Competitive programming company

HackerRank is a technology company that offers competitive programming services where computer programmers compete by writing programs according to provided specifications. HackerRank's programming challenges can be solved in multiple programming languages, and these challenges are sorted into different computer science fields.

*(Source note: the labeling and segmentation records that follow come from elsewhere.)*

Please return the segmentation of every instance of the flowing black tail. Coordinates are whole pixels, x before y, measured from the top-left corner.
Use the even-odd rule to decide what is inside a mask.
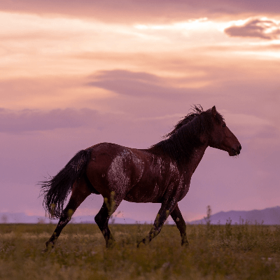
[[[51,217],[60,217],[73,184],[85,174],[90,156],[90,148],[80,150],[56,176],[40,182],[44,195],[43,205]]]

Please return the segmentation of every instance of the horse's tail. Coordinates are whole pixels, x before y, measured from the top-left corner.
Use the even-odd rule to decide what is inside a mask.
[[[59,218],[63,205],[74,182],[85,173],[91,157],[91,149],[82,150],[50,180],[40,182],[44,196],[43,205],[52,218]]]

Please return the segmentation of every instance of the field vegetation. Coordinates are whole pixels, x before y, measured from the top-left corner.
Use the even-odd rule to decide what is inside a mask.
[[[69,224],[56,246],[42,253],[54,224],[0,225],[1,279],[280,279],[280,227],[188,225],[181,246],[165,225],[136,248],[150,225],[111,225],[113,248],[94,224]]]

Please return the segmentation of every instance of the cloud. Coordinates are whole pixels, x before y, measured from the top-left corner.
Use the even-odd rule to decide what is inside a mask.
[[[0,132],[52,130],[57,128],[74,128],[85,125],[94,119],[97,111],[90,109],[54,109],[48,111],[25,109],[18,111],[0,109]]]
[[[4,0],[0,10],[38,14],[64,14],[111,22],[172,22],[185,20],[197,15],[223,16],[240,13],[277,14],[280,3],[275,0],[115,0],[88,1]]]
[[[249,19],[243,24],[231,26],[224,31],[230,36],[273,40],[277,38],[280,34],[280,24],[268,19]]]
[[[150,97],[158,99],[180,99],[194,94],[195,90],[176,88],[169,85],[168,79],[145,72],[126,70],[102,71],[91,77],[94,81],[88,85],[111,90],[122,95]]]

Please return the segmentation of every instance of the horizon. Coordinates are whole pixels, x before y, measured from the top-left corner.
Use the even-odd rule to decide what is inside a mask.
[[[242,150],[206,149],[179,202],[184,219],[207,205],[279,204],[280,3],[257,2],[2,1],[0,213],[43,216],[38,182],[78,150],[146,148],[199,104],[216,106]],[[102,204],[92,195],[75,215]],[[153,220],[159,208],[116,211]]]

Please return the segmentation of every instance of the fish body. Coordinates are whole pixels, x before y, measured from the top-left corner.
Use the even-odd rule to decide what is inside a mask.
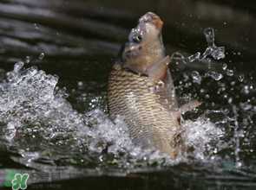
[[[110,117],[123,117],[135,143],[175,158],[183,149],[181,110],[162,43],[162,23],[151,12],[140,18],[113,66],[108,102]]]

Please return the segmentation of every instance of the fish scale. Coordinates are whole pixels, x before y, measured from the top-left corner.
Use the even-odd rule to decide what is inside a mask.
[[[159,149],[172,156],[181,149],[175,136],[181,125],[172,116],[167,100],[161,93],[152,91],[157,83],[115,64],[108,81],[110,116],[124,117],[131,138],[142,147]]]

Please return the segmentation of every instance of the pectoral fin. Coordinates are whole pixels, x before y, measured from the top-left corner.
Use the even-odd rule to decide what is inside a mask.
[[[198,107],[199,105],[200,105],[201,104],[202,104],[201,102],[199,102],[197,100],[190,101],[185,104],[182,104],[180,107],[180,112],[185,113],[188,111],[192,111],[192,110],[195,109],[196,107]]]
[[[185,113],[188,111],[192,111],[200,105],[202,103],[197,100],[190,101],[183,105],[181,105],[178,111],[172,111],[172,116],[177,119],[179,123],[181,123],[181,114]]]
[[[169,62],[170,57],[167,55],[162,60],[148,66],[146,70],[146,74],[152,79],[163,80],[167,76],[167,70]]]

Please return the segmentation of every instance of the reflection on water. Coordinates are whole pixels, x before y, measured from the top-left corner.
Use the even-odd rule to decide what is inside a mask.
[[[209,16],[199,9],[208,7],[195,2],[199,13]],[[108,117],[111,62],[140,12],[117,10],[78,0],[0,3],[0,187],[3,174],[15,169],[30,174],[30,184],[51,182],[49,188],[82,184],[102,189],[108,184],[109,189],[253,189],[255,73],[246,70],[252,66],[236,67],[238,56],[246,55],[249,62],[253,56],[253,50],[240,46],[252,44],[229,41],[239,29],[226,39],[221,25],[216,34],[221,40],[215,43],[214,30],[207,28],[206,51],[191,55],[187,52],[200,52],[206,42],[193,35],[203,36],[189,19],[184,28],[191,41],[184,42],[183,35],[181,45],[175,40],[167,44],[169,54],[179,52],[171,69],[180,101],[204,103],[183,116],[190,152],[172,161],[133,144],[122,118]],[[230,12],[239,13],[245,25],[254,21],[235,9]],[[166,17],[171,33],[164,39],[184,33],[169,24],[172,16]]]

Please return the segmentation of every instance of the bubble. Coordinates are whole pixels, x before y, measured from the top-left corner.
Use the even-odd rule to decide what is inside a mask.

Programmers are automatically scored and ranked globally based on their performance in these challenges. In addition to individual coding challenges, HackerRank also hosts contests where users compete on the same programming challenges during a set period of time and are then ranked at the conclusion of the event. These challenges are a form of gamification. The consumer side of their website is free for coders to use.

== History ==
HackerRank was founded as InterviewStreet Inc. by two NIT Trichy alumni, Vivek Ravisankar and Hari Karunanidhi. HackerRank is a Y Combinator-backed company, and was the first Indian company accepted into Y Combinator. They also participated in TechCrunch Disrupt in 2012.

In July 2015, HackerRank received $7.5 million funding from Japanese firm Recruit Holdings’ HR technology fund. On February 13, 2018 HackerRank announced it had raised $30 million in Series C funding, led by JMI Equity.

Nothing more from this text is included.